Only people have the choice to live in harmony,

Or not."

The prolific and well-known artist admits the harmony in Portapique was irreparably shattered two years ago, when a gunman went on a rampage that would ultimately leave 22 people and an unborn child dead.

"I knew the people," Laking told CTV News Monday.

"They were neighbours and three of them were friends. And I spent my whole life - my adult life - the last 48 years - painting the beauty of Portapique. And then, all of a sudden, this would happen here? It's just unbelievable."

Answers about what happened are slowly emerging from a public inquiry, but for the people of Portapique, healing remains a work in progress.

"I'm still really traumatized," Laking says. "It's been a really, really hard two years."

Ever inspired by her surroundings at home, Joy says the endless cycles of nature have brought her some comfort in the last couple of years, although for a time, she couldn't bring herself to pick-up a brush.

"Initially, I couldn't paint because I couldn't see beauty anywhere," she says.

Then, Laking decided the events of those two days would no longer dictate her life.

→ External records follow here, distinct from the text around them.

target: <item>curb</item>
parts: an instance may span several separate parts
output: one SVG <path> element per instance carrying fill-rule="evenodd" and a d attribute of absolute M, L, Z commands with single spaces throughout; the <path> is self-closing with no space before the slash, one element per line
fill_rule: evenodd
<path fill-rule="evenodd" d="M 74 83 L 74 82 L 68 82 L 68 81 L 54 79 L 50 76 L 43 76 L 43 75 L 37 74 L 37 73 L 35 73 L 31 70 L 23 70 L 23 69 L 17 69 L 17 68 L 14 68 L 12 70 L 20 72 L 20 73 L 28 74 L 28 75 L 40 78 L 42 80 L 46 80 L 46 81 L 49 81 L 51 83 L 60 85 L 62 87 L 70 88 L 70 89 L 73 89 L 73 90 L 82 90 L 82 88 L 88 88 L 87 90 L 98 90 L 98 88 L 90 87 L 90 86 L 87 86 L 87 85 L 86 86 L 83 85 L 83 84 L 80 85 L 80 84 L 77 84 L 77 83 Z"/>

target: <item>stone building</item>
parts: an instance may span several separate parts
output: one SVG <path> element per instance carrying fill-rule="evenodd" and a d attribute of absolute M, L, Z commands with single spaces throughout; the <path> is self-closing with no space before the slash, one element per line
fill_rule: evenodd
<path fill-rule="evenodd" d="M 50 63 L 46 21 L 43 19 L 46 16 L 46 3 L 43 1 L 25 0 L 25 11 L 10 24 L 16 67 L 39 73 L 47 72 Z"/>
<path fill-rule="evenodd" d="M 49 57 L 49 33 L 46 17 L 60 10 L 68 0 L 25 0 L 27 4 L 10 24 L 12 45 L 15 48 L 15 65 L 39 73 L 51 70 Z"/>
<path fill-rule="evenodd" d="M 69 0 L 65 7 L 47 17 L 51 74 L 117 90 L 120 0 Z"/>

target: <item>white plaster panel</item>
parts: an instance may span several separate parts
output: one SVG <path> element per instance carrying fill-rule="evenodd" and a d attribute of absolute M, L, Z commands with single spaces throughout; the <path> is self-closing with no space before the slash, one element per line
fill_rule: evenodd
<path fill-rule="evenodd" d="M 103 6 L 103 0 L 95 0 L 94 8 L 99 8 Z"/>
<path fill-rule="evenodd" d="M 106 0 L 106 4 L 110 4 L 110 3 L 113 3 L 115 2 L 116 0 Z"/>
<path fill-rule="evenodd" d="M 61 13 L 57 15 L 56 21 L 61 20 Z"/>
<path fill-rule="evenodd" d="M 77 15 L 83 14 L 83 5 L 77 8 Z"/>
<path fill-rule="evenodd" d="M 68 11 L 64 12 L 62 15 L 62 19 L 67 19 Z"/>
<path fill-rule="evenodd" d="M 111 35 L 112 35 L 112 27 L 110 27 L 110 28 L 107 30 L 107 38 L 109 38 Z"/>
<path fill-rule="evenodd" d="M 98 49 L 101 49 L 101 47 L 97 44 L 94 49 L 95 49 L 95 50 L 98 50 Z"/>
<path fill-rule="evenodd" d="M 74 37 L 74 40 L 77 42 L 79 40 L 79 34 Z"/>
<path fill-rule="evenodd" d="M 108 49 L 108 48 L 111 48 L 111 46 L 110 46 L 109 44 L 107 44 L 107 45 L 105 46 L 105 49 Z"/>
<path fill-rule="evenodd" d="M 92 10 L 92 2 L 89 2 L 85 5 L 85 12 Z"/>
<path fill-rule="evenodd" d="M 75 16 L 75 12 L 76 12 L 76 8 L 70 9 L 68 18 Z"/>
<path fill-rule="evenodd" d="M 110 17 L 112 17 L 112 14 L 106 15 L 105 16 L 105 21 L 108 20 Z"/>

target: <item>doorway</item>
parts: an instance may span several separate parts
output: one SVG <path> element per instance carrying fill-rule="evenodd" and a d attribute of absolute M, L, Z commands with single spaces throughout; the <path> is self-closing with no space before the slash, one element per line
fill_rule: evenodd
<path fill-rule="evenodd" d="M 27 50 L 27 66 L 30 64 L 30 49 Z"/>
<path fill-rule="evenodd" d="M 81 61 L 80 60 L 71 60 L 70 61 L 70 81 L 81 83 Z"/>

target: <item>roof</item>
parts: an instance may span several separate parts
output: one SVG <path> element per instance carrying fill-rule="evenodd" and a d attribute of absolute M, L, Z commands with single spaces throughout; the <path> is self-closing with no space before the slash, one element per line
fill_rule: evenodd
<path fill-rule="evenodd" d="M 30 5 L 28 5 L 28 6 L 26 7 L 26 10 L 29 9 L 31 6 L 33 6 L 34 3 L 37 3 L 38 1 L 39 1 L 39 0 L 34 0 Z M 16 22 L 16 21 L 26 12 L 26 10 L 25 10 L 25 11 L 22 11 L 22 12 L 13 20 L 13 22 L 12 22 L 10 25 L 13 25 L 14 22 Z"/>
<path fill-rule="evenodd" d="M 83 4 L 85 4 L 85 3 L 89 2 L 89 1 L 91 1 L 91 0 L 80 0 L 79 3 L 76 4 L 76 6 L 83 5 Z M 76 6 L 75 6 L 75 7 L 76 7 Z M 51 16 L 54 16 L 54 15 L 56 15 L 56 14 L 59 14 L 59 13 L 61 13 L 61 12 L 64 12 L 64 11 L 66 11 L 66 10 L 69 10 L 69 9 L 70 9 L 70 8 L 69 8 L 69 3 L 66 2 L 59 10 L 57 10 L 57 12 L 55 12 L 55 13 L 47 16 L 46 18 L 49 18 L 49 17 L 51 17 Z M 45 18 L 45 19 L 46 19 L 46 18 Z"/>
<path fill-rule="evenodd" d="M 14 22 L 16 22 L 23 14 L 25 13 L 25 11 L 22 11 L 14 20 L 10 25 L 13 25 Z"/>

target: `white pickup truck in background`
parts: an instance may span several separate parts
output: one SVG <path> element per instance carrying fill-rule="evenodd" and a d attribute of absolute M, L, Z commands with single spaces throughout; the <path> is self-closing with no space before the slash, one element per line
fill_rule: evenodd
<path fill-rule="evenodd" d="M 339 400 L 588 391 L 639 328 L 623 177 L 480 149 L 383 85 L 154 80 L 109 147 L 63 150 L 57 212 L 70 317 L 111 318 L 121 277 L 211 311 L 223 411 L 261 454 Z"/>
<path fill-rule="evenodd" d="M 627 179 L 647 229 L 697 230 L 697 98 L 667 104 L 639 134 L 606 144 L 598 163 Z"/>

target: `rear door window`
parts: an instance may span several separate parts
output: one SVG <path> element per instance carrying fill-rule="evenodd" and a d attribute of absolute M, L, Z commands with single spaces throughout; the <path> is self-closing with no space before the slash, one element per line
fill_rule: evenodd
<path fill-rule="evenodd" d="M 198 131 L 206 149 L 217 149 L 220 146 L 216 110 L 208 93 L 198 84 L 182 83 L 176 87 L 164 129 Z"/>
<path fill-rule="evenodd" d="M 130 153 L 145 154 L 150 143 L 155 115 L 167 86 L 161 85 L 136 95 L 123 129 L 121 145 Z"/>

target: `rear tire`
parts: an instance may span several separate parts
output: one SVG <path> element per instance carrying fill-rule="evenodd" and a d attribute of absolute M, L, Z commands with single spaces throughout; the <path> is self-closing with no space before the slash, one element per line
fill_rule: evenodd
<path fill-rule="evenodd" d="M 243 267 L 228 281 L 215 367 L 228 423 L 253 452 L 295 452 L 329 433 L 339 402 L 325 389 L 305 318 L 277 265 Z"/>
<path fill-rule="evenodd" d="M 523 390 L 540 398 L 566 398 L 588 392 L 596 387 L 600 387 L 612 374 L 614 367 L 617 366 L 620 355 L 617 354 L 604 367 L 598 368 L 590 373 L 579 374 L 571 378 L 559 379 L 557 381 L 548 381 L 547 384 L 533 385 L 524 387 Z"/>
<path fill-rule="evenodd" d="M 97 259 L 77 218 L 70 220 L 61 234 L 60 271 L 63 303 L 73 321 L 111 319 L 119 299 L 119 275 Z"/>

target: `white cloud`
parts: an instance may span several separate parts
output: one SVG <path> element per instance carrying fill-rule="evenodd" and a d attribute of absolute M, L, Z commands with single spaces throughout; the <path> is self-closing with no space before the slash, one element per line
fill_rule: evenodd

"I think we have to embrace both the bad and the good, and we can't just bury one, and we can't just stop seeing the beauty," she says - a theme reflected in her poem.

Now, with signs everywhere of a new season beginning in earnest, Laking remains hopeful others will begin to find healing and comfort.

"I mean, history is cyclical. But it seems to me that it's humans that really have the power to work together or to pull it all apart," says Laking.